Religious conservatives will take comfort from the generally positive attitude toward their religious liberty claims. But in its operative effects, this nowhere goes out on a limb for them. The issues concerning LGBT/religious-liberty conflicts remain, and this gives little indication Trump will go out on a limb on those. (Admittedly, he could be trying to take smaller steps first.)
ADDENDUM: It should be noted that in the Rose Garden ceremony, the President stated, with no tone of irony in his voice, that "We will never ever stand for religious discrimination. Never ever." This from the President whose travel-ban executive order began with the campaign pledge (never withdrawn) of a "total and complete shutdown of all Muslims entering the United States."
Sunday, February 19, 2017
Here's a news release concerning the latest brief filed by the Religious Liberty Appellate Clinic that I supervise at St. Thomas. It's an amicus curiae brief in Sterling v. United States, a cert petition involving the application of RFRA in the military. The petitioner, Marine LCpl Monifa Sterling, "was court-martialed for, among other things, objecting to a superior’s order to remove from her work station three small signs displaying a Bible verse." (It's Isaiah 54:17: "No weapon formed against me shall prosper.") Whether or not LCpl Sterling should ultimately win her case, the Court of Appeals for the Armed Forces wrongly cut off her claims at the threshold, making some bad errors in holding that the order to remove the verses had not "substantially burdened" her religious exercise. As the news item explains:
The courts held that Sterling had not been burdened because she had not shown that the order violated any religious tenet that she display signs, because she had not given clear notice that the signs were religious, and because she had not asked for a religious accommodation through the military’s administrative processes.
The certiorari petition and the St. Thomas clinic’s amicus brief argue that all these grounds for denying RFRA’s application are inconsistent with the statute and precedents. Moreover, they argue, the Supreme Court must review the decision because these grounds would broadly restrict the rights of military personnel—Sikh, Jewish, Christian, and others—to follow their religious practices in the military when it would not undercut combat-readiness or good order.

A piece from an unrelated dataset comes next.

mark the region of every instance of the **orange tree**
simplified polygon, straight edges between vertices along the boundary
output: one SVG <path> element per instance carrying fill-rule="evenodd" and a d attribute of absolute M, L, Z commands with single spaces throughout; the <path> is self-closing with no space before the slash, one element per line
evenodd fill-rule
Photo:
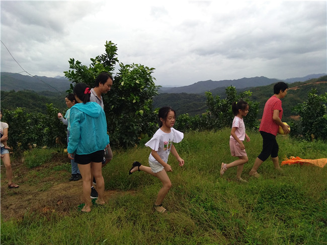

“The [military courts’] narrow conception of burden,” the clinic’s amicus brief states, “wrongly rejects claims at the threshold and neuters RFRA’s requirement—equally applicable in the military—that substantial restrictions on religious activity must be justified by compelling governmental interests.”
... The organizations joining the brief include several religious denominations; the National Association of Evangelicals; the Christian Legal Society (co-counsel); and the Chaplain Alliance for Religious Liberty, which represents religious organizations certifying 2,600 military chaplains, about 50 percent of those currently serving in the armed forces.
My student Andrew Hanson, class of 2018, did a great job doing much of the drafting on this brief.
Although the odds are always long on a cert petition, keep an eye out for this case. The petition was filed by Paul Clement; there are several other amicus briefs in support; and the justices ordered the government to filed a response after it initially waived responding.